The dangers of data journalism

The World Bank: “Our mission is to fight poverty with passion and professionalism for lasting results” it says. It also provides shelter from the rain for that little panda.

My previous post on data journalism might have conveyed the impression that I think it will cure all the problems of the press-release-rewriting style of journalism that readers of the Metro, for example, experience. Following several emails, I think I need to clarify.

I praised BBC Radio’s More or Less, but Matt Berkley emailed to criticise the programme’s feature on the World Bank’s global poverty stats, which he thinks “misleads in several important aspects”. Matt’s comment interested me (not least because I have, in another life, done some research on global poverty statistics), so I had another look. Feel free to read his complaint to the BBC and compare it to the published story, or the podcast.

Data doesn’t remove the room for debate, it just shifts the debate on to different territory. A data journalist will still make value judgements – but those should, where possible, be informed by statistical analysis, not an appeal to authority.

Now, attempting to report world poverty in a newspaper article sets the bar extremely high: even the meaning of the word “poverty” is a value judgement.

We can do better than “world poverty is decreasing because the World Bank says it is”, which is a simple appeal to authority: those guys are the experts, so they must be correct.

Given the world Bank report, journalists may ask:

  • Why we pick a certain income level to indicate poverty? Even if we accept that far fewer people now live on $1.25 or less, there are almost as many people surviving on $2 or less as there were before. The poverty line may be defined as not starving, or not having some defined “basic needs” met, or not being among the poorest 20 per cent in your country. These are all different numbers, and all used by economists. Note: you can’t eradicate the last type of poverty, in case you were wondering.
  • Whether we correct an arbitrary poverty line for the relative price of the things that poor people buy in different countries (also, how do we decide what those things are? The poor in different countries eat different food, and have different habits, which may make some parts of the world seem richer, when the quality of life is no better).
  • Do we use a measure of earned income, or of what those people can eat or trade? The urban poor may have a bit more cash than the rural poor, but don’t have domestic animals, for example, so they might spend more but eat less. This is very difficult to measure.
  • Most seriously, do the statistics use data to manipulate the headline? If you have done the rest of the analysis, this becomes clearer. Governments (or World Banks) are sometimes accused of picking a threshold, or a measurement process, to suit a carefully-chosen good news agenda.

An example of the final point: the government of Cynicalia wants to claim that it has abolished poverty, with the poverty line defined as $1.25 a day (as the World Bank defines it). There are a million working class Cynicalians earning on average $1 a day, and a million middle class Cynicalians earning on average $3 a day, and the president and his family earn $100,000 a day. It might squeeze the middle so that there are two million people earning $2 a day, while not redistributing the president’s wealth at all which is hidden in Switzerland. The government can now send a press release claiming that no one is poor, and that more than half the country is as well off, or better off, than before the reform.
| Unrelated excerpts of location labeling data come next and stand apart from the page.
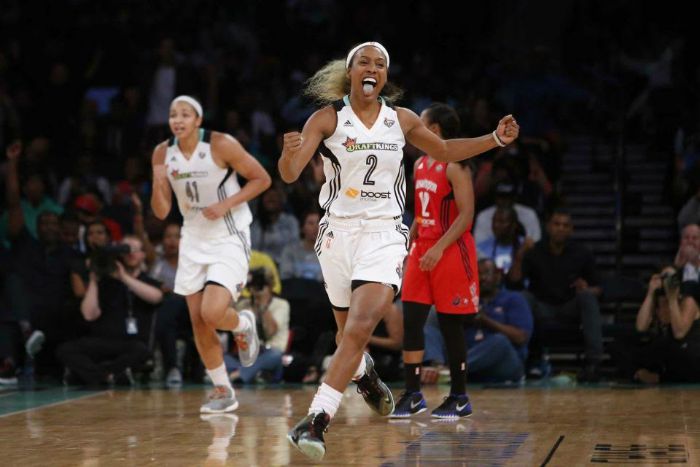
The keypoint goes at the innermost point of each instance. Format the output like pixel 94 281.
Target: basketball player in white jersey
pixel 362 242
pixel 200 167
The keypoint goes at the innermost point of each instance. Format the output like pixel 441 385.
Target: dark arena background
pixel 587 356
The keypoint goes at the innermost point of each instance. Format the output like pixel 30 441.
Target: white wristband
pixel 497 139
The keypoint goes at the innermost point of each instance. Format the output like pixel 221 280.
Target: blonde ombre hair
pixel 331 83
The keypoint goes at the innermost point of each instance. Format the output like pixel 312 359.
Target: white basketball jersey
pixel 198 183
pixel 364 166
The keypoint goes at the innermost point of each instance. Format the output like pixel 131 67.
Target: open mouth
pixel 368 85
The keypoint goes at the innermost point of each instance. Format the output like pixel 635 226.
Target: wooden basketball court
pixel 523 426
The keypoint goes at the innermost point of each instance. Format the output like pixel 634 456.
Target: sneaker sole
pixel 311 450
pixel 230 408
pixel 407 414
pixel 450 416
pixel 388 407
pixel 250 359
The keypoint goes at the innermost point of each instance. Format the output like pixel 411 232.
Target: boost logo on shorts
pixel 367 195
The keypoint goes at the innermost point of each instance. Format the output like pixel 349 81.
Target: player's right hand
pixel 292 143
pixel 160 172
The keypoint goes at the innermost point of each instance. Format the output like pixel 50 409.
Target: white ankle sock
pixel 219 377
pixel 327 400
pixel 359 373
pixel 243 324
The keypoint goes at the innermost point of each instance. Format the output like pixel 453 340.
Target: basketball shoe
pixel 247 341
pixel 373 390
pixel 221 400
pixel 454 406
pixel 307 435
pixel 410 403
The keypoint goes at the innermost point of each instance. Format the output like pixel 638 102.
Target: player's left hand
pixel 580 284
pixel 215 211
pixel 430 259
pixel 508 129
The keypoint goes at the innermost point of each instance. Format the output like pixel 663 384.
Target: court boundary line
pixel 552 451
pixel 52 404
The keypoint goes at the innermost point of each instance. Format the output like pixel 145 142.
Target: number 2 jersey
pixel 198 183
pixel 365 177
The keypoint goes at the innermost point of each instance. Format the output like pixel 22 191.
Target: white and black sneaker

A journalist can check the numbers of poor people at different poverty lines (maybe even using different measurements of income), investigate how the poverty line is calculated, or examine the effect of different redistribution policies. The figures exist, though working out how they were calculated can be a headache. All this takes time and some expertise, which is a problem.

Or the newspaper can just give up, and tell the journalist to repeat the government’s claim that Poverty is History. In which case that journalist is a loyal Cynic.

The article that Matt criticises covers many of the assumptions on poverty lines in some detail, and highlights their shortcomings. He feels the BBC should have done better.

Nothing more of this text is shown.